How can HR and managers work together for a better performing company?

How can HR and managers work together for a better performing company?

HR and managers did not always agree. While both share the common goal of building the best possible team, they often approach this task with different skills, perspectives and objectives. Yet studies show that managers play a key role in employee engagement, making them the key to HR success.

In a year that has seen the introduction of a new working environment - short-time working, new tensions around work-life balance and the standardisation of teleworking - managers play a crucial role in helping HR to achieve its objectives. Whether it's strengthening communication within the company or maintaining morale, managers have become key players in promoting employee engagement and the key to the mental health of their teams. Human resources benefits by helping managers develop the skills they need to grow in these critical functions.
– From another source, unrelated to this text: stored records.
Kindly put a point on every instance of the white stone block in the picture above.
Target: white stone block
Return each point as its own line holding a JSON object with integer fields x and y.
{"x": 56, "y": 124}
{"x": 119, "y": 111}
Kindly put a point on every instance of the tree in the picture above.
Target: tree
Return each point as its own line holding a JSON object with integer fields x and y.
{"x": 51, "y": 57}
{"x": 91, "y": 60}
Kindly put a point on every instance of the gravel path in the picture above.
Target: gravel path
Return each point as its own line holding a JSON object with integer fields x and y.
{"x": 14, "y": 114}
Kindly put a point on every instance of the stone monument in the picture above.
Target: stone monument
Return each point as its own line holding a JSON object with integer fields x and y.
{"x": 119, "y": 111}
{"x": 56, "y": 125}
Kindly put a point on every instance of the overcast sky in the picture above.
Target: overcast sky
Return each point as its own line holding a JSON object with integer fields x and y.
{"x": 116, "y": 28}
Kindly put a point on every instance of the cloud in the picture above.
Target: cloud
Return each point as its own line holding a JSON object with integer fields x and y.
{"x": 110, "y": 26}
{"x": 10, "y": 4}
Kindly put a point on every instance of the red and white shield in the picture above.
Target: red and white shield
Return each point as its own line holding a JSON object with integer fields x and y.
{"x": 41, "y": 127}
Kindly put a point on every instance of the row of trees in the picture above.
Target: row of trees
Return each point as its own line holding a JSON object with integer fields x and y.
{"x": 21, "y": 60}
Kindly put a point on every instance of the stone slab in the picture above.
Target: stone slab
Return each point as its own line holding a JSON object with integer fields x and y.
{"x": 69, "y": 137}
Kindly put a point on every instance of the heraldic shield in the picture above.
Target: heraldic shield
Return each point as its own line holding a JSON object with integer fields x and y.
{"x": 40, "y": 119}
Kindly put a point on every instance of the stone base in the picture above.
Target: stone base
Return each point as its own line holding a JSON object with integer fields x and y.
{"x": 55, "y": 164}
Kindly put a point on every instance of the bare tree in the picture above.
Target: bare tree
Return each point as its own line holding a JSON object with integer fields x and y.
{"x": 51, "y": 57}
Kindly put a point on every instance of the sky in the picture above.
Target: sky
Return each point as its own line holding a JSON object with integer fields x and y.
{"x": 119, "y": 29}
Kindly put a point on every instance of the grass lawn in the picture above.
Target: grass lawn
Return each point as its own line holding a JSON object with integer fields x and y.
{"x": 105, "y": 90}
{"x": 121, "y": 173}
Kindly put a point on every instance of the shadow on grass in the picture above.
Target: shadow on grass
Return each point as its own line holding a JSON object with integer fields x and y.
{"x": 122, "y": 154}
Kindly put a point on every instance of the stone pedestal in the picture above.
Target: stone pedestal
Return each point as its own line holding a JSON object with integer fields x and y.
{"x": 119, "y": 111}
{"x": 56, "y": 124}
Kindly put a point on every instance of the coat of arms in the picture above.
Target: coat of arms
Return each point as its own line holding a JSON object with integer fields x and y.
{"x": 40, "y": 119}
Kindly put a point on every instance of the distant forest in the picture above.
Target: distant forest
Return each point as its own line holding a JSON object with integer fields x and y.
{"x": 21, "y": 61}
Involving managers in the HR decision-making process 

HR is unquestionably the expert on issues related to administrative management, job specialization, HR policies and initiatives, risk management and cost control. Its flagship responsibilities usually concern recruitment, training, career development, etc. For hispart, the manager must be able to correctly assess the skills of his teams and align them with the company's economic and strategic objectives . The manager has a more panoramic vision (company and market stakes) while HR has a vision limited to legislation and administrative obligations. It is therefore very often two visions that clash: regulatory measures (need for training, scheduling of interviews...) versus turnover objectives. One thinks of "results" and "opportunities", the other of "risks" and "costs".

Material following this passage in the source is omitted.